Dai furti alle aggressioni La mappa della violenza quartiere per quartiere

Tra Corvetto e via Padova le basi delle bande cilene I colpi nei locali in centro. E le discoteche teatro di risse

Dai furti alle aggressioni La mappa della violenza quartiere per quartiere

È stato il nuovo questore di Milano, Antonio De Iesu, a dare indicazioni e strategie con l'obiettivo di aumentare il contrasto della criminalità di strada, a partire dai furti in appartamenti e negozi.

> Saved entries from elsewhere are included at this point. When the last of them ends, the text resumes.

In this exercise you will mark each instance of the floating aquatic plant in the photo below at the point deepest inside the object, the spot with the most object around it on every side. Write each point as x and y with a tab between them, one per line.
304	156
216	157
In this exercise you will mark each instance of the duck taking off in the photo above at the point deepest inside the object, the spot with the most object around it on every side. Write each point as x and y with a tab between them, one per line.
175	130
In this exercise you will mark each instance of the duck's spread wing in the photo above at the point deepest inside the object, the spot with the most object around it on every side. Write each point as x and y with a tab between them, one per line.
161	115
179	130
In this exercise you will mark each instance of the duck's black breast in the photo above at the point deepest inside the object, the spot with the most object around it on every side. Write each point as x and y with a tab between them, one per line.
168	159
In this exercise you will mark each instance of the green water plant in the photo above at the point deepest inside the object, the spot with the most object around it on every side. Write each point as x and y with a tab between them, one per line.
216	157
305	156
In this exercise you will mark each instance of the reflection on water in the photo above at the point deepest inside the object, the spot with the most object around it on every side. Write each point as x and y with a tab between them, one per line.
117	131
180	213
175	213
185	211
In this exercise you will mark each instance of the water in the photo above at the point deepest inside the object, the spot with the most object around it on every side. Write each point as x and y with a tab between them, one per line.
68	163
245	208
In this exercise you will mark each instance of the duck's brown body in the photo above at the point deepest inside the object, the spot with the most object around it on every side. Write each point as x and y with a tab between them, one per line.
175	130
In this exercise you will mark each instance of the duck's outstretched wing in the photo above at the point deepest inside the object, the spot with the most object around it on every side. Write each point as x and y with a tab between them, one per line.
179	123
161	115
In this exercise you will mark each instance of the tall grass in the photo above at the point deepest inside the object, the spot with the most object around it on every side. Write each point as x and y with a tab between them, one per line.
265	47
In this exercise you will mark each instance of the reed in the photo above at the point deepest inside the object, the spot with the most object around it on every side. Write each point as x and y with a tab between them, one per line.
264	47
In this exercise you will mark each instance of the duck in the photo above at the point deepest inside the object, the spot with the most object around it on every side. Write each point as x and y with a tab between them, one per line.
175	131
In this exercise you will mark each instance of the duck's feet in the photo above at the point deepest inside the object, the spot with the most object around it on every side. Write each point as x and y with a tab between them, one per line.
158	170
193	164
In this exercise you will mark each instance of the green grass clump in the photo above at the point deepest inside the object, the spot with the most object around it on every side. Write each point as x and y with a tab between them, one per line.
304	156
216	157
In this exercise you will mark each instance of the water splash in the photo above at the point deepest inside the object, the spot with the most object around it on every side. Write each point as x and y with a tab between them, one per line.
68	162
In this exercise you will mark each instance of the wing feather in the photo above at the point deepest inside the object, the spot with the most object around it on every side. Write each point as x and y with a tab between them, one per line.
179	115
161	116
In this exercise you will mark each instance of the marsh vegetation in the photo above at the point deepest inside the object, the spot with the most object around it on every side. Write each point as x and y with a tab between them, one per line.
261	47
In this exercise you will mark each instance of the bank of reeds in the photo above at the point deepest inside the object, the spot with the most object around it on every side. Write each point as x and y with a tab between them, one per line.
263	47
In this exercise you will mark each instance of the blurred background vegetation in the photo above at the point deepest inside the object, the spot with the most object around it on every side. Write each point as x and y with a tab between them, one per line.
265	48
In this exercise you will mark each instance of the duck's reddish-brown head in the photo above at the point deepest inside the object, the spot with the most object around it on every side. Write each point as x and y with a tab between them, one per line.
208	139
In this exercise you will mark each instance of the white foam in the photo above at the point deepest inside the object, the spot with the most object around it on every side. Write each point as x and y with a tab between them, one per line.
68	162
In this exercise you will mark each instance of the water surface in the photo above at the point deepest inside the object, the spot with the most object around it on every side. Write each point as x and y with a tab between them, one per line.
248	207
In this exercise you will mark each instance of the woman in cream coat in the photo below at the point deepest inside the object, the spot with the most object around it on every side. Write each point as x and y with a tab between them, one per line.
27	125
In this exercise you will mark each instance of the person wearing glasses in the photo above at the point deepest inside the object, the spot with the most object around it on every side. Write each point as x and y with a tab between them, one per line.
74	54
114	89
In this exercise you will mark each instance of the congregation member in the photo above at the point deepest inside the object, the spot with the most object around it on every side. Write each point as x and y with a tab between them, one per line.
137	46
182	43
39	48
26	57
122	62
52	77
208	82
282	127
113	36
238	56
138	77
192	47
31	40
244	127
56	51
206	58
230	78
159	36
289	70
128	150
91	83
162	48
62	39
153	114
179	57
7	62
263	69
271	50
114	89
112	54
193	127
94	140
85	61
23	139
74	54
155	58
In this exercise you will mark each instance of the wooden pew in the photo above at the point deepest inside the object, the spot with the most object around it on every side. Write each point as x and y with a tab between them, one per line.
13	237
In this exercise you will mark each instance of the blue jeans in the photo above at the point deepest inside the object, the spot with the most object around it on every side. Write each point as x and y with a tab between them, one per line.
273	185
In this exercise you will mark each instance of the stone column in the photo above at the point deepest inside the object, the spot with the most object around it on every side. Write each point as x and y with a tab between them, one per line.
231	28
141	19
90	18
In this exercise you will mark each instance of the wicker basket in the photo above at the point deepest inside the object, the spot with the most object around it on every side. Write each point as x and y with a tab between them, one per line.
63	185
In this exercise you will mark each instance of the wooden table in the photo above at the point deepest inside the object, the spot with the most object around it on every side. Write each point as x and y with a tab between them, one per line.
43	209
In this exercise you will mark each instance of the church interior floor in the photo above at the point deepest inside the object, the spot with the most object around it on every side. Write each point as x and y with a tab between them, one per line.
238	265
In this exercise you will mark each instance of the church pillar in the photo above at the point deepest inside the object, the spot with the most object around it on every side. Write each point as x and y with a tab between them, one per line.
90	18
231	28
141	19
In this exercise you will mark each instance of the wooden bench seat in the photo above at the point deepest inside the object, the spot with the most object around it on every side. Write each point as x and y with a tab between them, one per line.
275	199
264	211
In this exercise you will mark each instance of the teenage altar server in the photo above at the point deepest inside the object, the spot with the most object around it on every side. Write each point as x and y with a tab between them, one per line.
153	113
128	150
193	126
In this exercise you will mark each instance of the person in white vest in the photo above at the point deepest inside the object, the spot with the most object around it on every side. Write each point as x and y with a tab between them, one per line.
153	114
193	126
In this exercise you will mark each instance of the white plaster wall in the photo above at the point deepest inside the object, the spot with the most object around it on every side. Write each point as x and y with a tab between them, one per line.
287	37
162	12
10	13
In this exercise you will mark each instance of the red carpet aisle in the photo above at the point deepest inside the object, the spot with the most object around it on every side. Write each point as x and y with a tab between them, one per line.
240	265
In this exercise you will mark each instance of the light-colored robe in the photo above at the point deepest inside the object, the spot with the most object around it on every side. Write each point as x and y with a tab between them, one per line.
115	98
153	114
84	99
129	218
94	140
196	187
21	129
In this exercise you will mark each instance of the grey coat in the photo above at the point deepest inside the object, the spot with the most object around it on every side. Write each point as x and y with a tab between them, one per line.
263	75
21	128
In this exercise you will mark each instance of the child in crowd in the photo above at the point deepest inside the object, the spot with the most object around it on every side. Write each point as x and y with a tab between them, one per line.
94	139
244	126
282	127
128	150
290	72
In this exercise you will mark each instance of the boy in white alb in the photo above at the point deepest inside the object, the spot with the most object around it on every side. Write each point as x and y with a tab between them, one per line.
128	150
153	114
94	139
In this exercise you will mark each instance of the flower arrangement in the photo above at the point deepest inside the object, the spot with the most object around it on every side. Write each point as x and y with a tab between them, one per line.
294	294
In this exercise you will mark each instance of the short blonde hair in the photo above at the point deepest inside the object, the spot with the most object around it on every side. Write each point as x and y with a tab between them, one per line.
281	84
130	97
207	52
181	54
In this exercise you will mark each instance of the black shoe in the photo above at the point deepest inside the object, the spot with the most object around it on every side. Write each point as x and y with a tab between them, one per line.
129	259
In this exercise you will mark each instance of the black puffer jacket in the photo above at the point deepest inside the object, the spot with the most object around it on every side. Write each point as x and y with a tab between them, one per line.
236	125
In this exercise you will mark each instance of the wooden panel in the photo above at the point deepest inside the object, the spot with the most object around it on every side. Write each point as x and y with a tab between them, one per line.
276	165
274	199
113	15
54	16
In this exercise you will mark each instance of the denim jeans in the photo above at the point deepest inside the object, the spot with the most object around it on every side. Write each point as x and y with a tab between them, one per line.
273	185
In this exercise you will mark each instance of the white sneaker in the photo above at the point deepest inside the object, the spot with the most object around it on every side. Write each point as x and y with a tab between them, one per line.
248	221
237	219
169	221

E così martedì 17 maggio l'Ufficio prevenzione generale (Upg) della polizia di Milano ha arrestato 7 ladri cileni, inquadrati in un'associazione a delinquere e specializzati in furti con «spaccata» delle vetrine.

Usavano soltanto cellulari intestati a prestanome, vivevano in case occupate del Corvetto, per i colpi usavano auto rubate, non avevano mai avuto rapporti con alcuna amministrazione, né mai avevano fatto neppure una tessera fedeltà di un supermercato. Ricostruiti almeno 5 raid in negozi di Milano tra gennaio e maggio 2016 (show room Hugo Boss in via Morimondo, Biffi in corso Genova, Tatras in via Bugatti, Baby Motta in via Soresina e Occhial House in via Paisiello). Furti programmati nei dettagli, azioni rapidissime, vetrine sfondate con le auto e una decina di ragazzi che in meno di un minuto svaligiavano i locali. I fermati, anche se alcuni sono ancora molto giovani - le età vanno da 19-23 a , 27, 33, 41 anni - «hanno un'importante carriera criminale iniziata a 5 anni nelle strade del loro paese di origine», spiegano gli investigatori. Uno dei «fantasmi», durante un assalto, ha però perso un cellulare. Così i poliziotti, guidati dalla dirigente Maria Josè Falcicchia, hanno iniziato due mesi di lavoro tenace e approfondito per agganciare la batteria di ladri.

I cileni, si sa, si sono specializzati in furti. Abitano tra il Corvetto e via Padova - rivelatesi zone multietniche, particolarmente «democratiche» visto che accolgono tutte le etnie -, tra rabbia e frustrazione nel sentirsi disadattati o comunque decisamente poco integrati, cercano chi è simile a loro in una città dove tutto è nemico. Così bevono, incattivendosi ancor di più. E talvolta per carabinieri e polizia anche fare un semplice controllo diventa difficile proprio in quelle zone dove questi stranieri vivono, si «gonfiano» a livello numerico, sentendosi così più forti.

I furti in centro vengono fatti preferibilmente la notte; in periferia di giorno. Cose pulite, senza spargimenti di sangue, senza creare problemi, senza la possibilità dell'imprevisto.

Le risse e le liti, invece, sono contestuali ai locali in cui molti di questi sudamericani si trovano. «Molto spesso i milanesi dimenticano che sotto la Madonnina non ci sono solo i cinesi - aveva detto la dirigente dell'Upg Maria José Falcicchia a quella conferenza stampa del 17 maggio -. Ci sono cileni, ecuadoregni, peruviani. E non necessariamente legati alle bande strutturate di latinos. E poi ci sono i filippini».

Già, i filippini. Che come i sudamericani non si drogano. ma mentre i latini bevono, loro si fanno di shaboo. Una droga tipicamente filippina, uno stupefacente «loro», dagli effetti a dir poco devastanti. Una droga che però ha il «pregio» di costare molto, molto meno della cocaina. E di cui, guarda un po', c'è grandissima richiesta da parte di questa comunità.

Tornando all'indagine dell'Upg,

rifiutando ogni tipo di collaborazione, dopo i fermi, i giovani cileni spiegarono che ormai la loro presenza in Italia, scoperta la loro identità, era bruciata. E che dopo la galera si sarebbero spostati altrove in Europa.